FR:
Depuis l’arrêt Bibeault, la Cour suprême du Canada tente de circonscrire le champ de compétence des tribunaux spécialisés du travail à l’aide d’une grille d’analyse qu’elle qualifia de « pragmatique et fonctionnelle ». Aussi, cherchons-nous à savoir si cette démarche permet d’obtenir des résultats assez certains et suffisamment prévisibles pour que l’on puisse, du même coup, connaître ou reconnaître les réelles coordonnées de la réserve judiciaire à l’endroit des tribunaux spécialisés du travail. À ces fins, nous rappelons la définition de cette démarche qu’en donnèrent certains membres de la Cour suprême puis, l’application qu’ils en firent en quatre arrêts récents.
Cette première partie permet par la suite d’effectuer une analyse critique de la démarche réellement retenue par ces mêmes juges. Il s’agit alors de savoir comment les usagers d’une même grille d’analyse et qui se veut pragmatique et fonctionnelle, aboutissent néanmoins à des dissidences, à des résultats divergents.
On peut comprendre que le simple usage d’un même instrument ou moyen ne peut être une garantie de la qualité du résultat ni davantage, qu’il sera le même sans égard à l’instrumentiste. Outre la démarche suivie, ce qui importe avant tout et d’abord consiste à bien cerner la question. Cette dernière donne l’orientation générale, impose ses propres contraintes et conduit inéluctablement son auteur à un résultat qui lui est tributaire. Si cet énoncé répond d’une logique simple, il explique également qu’en ces arrêts les juges dissidents ne partagèrent pas la question retenue par leurs collègues de la majorité. Tout en empruntant la même démarche d’analyse pragmatique et fonctionnelle, on ne peut être surpris que leurs conclusions diffèrent. Puisque nous ne faisons pas de « psychologie judiciaire », nous évitons de tenter de savoir pourquoi ou comment ces juges posèrent respectivement autrement la question à laquelle ils croyaient devoir répondre. À tout le moins, on ne saurait être convaincu de la justesse d’une conclusion du tribunal de contrôle du simple fait de l’emploi de l’approche pragmatique et fonctionnelle. En chaque cas, il nous faut aussi analyser la qualité de la question choisie et la démarche suivie en chacune des étapes pour mieux apprécier ou jauger la conclusion finalement retenue.
EN:
Since the Bibeault case, and by using an analytical chart which it described as “pragmatic and functional”, the Supreme Court of Canada is attempting to narrow the range of competence of specialized labour tribunals. Does this way of functioning allow us to obtain sure and predictable results so that we may at the same time, recognize the real coordinates of judicial reserve in regards to specialized labour tribunals? With this objective in mind, we will examine the Supreme Court’s definition of this procedure, and the way it was applied in four recent cases.
This first part allows us to critically analyze the procedure that really was used by these judges.
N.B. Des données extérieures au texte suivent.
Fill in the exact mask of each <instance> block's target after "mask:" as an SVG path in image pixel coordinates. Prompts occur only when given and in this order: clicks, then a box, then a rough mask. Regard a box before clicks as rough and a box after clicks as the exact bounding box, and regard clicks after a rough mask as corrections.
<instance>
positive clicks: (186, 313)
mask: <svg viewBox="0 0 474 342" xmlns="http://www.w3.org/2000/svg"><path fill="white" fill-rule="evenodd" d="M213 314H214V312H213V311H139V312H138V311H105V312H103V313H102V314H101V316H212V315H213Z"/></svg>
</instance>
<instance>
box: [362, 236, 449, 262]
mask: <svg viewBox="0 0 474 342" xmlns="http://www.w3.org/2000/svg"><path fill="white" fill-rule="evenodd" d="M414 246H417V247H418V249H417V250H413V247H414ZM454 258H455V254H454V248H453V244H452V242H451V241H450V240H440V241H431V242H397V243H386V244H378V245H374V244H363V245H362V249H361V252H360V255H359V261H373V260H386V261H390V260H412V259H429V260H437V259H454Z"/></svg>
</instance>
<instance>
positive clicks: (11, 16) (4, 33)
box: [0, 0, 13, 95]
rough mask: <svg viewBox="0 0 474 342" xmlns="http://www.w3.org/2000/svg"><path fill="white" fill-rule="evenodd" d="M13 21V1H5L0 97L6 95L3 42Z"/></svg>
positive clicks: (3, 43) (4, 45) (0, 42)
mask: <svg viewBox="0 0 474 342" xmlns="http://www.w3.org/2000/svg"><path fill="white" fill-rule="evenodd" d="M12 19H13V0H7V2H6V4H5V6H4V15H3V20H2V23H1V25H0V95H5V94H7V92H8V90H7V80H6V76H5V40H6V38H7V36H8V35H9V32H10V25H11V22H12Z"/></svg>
It is important to understand how it is that those who used the analytical charts, which are supposed to be pragmatic and functional arrived to diverging results.
We can understand that the simple use of the same instrument or means will not guarantee the quality of the result nor that it will be the same one regardless of the person using the instrument. The most important thing, other than the procedure, is the delimitation of the question. The latter indicates the general orientation, imposes its own constraints and brings forward a result that can only be attributed to its author. This explains why in these cases the dissenting judges did not share the majority's question. Although they used the same pragmatical and functional approach, we can not be surprised that their conclusions differ. We will not attempt “judicial psychology”, and will avoid analyzing the reasons which explain the different ways that these judges respectively asked the question that they later had to answer. Nevertheless, the fact that the pragmatic and functional approach was used is not enough to convince us of the control tribunals conclusions. In every case, we have to analyze the quality of the chosen question and the followed procedure, step by step, in order to better appreciate or judge the final decision.